Why this matters: Memory files accumulate across sessions. An attacker who plants a payload in one session can have it reassemble in a future session (a Microsoft February 2026 report identified 31 companies across 14 industries affected by memory poisoning). Keeping memory narrow and rotating it regularly is an effective break in that attack chain.
  • Memory files stay narrow: no secrets, no personal data, no vendor NDA content.
  • After handling untrusted content, rotate / clean the project memory (~/.claude/projects/<repo>/memory/).
  • Review MEMORY.md and all repo memory directories in full on a quarterly basis.
  • After any high-risk workflow (mass web scraping, untrusted repo review), actively reset the project memory for that session.
Criteria:
  • Every entry in MEMORY.md has a clear answer to “why is this being remembered?” Entries you cannot answer: delete them.
  • After every workflow that processed untrusted content, there is a concrete follow-up action (delete files / regenerate / isolate the session).

6. Maintenance

Why this matters: CVEs have an expiry date — or rather, an impact date. The patches for both critical Claude Code CVEs (CVE-2025-59536 and CVE-2026-21852) shipped in later versions (v1.0.111+ and v2.0.65+ respectively). An outdated version equals a known vulnerability equals an incident waiting to happen.
  • Keep tools updated (monitor security advisories and CVEs; Claude Code recommended >= v2.0.65).
  • Do not use --dangerously-skip-permissions or equivalent full-open flags in automated loops.
  • Automated loops have a kill switch (process group kill + heartbeat dead-man switch).
  • Tool calls produce structured logs (timestamp, tool name, command summary, files touched, approval result).
  • Quarterly: scan the full list of installed Skills / Plugins / MCP servers and remove any that are no longer in use.
Criteria:
  • You can state the current tool version and confirm it falls outside the known CVE impact range.
  • If an injected agent runs out of control, there is an external mechanism (process group kill or supervisor) that can terminate it within 30 seconds — not relying on the compromised process to stop itself.

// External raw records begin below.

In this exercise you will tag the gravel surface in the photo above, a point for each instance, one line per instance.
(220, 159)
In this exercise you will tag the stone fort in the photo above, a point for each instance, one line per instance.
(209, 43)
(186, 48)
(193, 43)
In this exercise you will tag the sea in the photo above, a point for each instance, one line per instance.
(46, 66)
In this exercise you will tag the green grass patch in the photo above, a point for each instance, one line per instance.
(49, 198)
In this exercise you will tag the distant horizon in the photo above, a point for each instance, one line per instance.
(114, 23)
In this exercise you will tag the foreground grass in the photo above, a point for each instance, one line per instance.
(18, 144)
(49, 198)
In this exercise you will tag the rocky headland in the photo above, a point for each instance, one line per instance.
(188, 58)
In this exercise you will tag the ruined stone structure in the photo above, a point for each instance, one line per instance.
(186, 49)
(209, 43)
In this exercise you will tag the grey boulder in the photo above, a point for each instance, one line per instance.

7. Scenario-specific checklists

  1. After cloning, inspect .mcp.json, .github/workflows/, .claude/, and AGENTS.md first. Unknown servers, unrecognized workflows, and unverified rules: disable them before proceeding.
  2. Running --dangerously-skip-permissions in a throwaway environment is the anti-pattern, not the recommendation: default to refusing it. Grant minimum permissions and add more only when a specific need arises.
  3. On the first run, execute all three rg scans from Section 3 and record every hit and its disposition.
  4. Confirm the account training opt-out switch before sending any data.
  5. If the run processed any untrusted content, rotate the project memory per Section 5.

Factual claims are grounded in official documentation; fast-changing items are annotated as of 2026-05.